Cryptocurrencies were the top performing financial asset last year. During the first week of 2018, altcoins and ICOs saw massive price spikes, but those were followed by a 9-day crash that eliminated most of the gains. Nevertheless, many in the community are holding on to the assumption that these fluctuations are normal and the “true value” will rise over time.
As an asset, just like any other investment, cryptocurrencies have an expected value, and there is some degree of certainty that the value is correct. The problem, though, is that there is a large variance in pricing because the expected value is hard to define. With more volatility in markets, investors need a larger appetite for risks and must be able to trust their instincts.
Many investors stay away from cryptocurrencies because they are too volatile, there is no real value or because they feel it’s a bubble. There are certainly cryptocurrencies that lack real value and the industry does seem comparable to historical bubbles; however, as with all investing, it’s important to recognize the following:
1. Past prices do not indicate future performance
2. Valuable products will grow rapidly and eventually reach a stable market price
What this means for investors is that price volatility comes from short-term irrational debates over price, and spikes and crashes do not change long-term performance, which is based on product value. These short-term spikes are inherent in small markets (compared to the number of investors and amount of capital in equity markets), because prices are driven by speculation rather than data-backed valuations.
However, this variance in pricing introduces extreme risk levels and limits the capacity of cryptocurrencies. Money needs be able to store value with the general assumption it will not drastically change over the short term. This makes volatility a major concern for the future growth of the cryptocurrency industry. Unless prices become more stable, consumer applications will likely be limited and institutional investors will be slower to adopt.
TrueCoin is a new cryptocurrency that is price-stable and fully collateralized by the U.S. dollar. The dollar is a relatively stable coin because it utilizes regulation from the Federal Reserve to optimize price and money supply. TrueCoin relies upon a decentralized governance system and is fully backed by USD. In this way, both have a system of governance to prevent major price swings.
TrueCoin checks off all the boxes that the crypto community looks for in a USD stablecoin. In the past, many stablecoins, such as Tether, did not conduct frequent, transparent audits of their assets and struggled to put beneficial regulations of price and supply in place. TrueCoin conducts transparent monthly audits, so investors can be confident that there is sufficient collateral for all investments. They have also developed a better system for maintaining stable prices and are paying better attention to their product ecosystem than Tether.

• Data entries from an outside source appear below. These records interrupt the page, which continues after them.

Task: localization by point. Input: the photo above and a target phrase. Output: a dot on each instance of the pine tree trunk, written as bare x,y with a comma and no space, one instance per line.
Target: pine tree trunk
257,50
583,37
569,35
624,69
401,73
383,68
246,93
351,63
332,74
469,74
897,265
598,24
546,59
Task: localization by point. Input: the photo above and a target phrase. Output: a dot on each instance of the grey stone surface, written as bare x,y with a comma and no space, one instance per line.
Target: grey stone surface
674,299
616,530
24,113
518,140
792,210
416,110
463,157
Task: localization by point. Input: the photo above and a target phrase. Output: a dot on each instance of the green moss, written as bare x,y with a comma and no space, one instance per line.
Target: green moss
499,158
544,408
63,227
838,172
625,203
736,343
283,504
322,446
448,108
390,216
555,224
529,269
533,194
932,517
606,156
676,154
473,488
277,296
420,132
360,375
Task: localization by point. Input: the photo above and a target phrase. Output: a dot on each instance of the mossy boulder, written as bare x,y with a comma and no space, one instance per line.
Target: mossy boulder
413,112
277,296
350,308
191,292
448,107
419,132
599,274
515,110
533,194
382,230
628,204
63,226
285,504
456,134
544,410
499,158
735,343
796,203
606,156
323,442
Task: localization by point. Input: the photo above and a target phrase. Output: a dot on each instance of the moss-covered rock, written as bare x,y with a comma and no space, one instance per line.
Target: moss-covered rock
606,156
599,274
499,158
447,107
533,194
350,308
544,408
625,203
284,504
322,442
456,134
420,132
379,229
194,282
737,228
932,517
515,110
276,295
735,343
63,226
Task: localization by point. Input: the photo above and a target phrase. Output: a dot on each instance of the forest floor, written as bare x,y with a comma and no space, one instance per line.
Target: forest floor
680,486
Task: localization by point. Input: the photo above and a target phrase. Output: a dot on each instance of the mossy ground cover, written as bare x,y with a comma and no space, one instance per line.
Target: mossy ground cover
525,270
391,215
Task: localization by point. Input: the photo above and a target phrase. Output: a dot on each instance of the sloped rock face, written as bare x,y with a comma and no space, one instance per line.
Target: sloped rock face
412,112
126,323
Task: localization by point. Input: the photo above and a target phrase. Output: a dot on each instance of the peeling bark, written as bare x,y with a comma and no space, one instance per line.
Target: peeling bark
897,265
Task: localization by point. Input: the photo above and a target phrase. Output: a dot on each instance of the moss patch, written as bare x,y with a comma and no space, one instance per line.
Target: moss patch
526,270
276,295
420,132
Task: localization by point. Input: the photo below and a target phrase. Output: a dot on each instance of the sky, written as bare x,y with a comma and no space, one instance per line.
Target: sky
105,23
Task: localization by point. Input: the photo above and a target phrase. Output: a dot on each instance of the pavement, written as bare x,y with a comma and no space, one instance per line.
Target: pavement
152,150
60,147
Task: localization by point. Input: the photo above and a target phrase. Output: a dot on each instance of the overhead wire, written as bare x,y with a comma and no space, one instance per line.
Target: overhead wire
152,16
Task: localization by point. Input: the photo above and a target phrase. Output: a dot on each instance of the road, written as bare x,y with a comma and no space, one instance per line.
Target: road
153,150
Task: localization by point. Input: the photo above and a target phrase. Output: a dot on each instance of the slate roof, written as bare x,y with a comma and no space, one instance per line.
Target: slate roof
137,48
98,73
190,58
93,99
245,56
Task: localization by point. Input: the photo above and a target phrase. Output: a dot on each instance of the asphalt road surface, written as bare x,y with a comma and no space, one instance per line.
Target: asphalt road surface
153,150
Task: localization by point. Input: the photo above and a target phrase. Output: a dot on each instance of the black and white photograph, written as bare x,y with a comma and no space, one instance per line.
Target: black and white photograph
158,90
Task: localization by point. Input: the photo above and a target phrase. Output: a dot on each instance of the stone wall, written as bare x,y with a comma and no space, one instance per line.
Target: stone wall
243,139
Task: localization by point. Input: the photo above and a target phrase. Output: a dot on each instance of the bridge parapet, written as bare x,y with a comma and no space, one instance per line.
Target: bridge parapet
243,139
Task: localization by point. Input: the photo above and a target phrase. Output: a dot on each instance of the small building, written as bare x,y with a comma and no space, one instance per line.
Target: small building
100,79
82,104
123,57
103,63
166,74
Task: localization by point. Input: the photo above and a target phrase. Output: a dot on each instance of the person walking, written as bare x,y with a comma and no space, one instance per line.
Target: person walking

Obviously, the upside of cryptocurrencies lies in its large potential value, and that is what drives massive price fluctuations. However, if TrueCoin builds a cryptocurrency that is able to reduce the price variance while maintaining slower price growth, it is likely there would be much more consumer adoption due to expanded use cases.
TrueCoin only needs to lower variance from the absurd fluctuations of current markets. Even if it maintains some of the inherent volatility, their quality fiduciary system and transparent reporting process are indications that cryptocurrencies are growing up and innovative systems that allow for regulation will be the long-term winners.
Goldman Sachs compared Bitcoin to gold and stated that since the market cap for gold is in the trillions of dollars and is largely controlled by banks, the price does not fluctuate as much. Take away that variance, however, and they both rely on the same concept. Neither has a concrete value; rather, both are an asset of agreed value, but the value of Bitcoin simply varies more from day to day.
TrueCoin has already started gaining a number of financial partnerships and has received investments from top funds, such as Stanford’s Start-X, FJ Labs and Blocktower Capital. This makes sense, as cryptocurrencies’ biggest problem is currently their volatility. People need assets and money that they can trust will hold their value.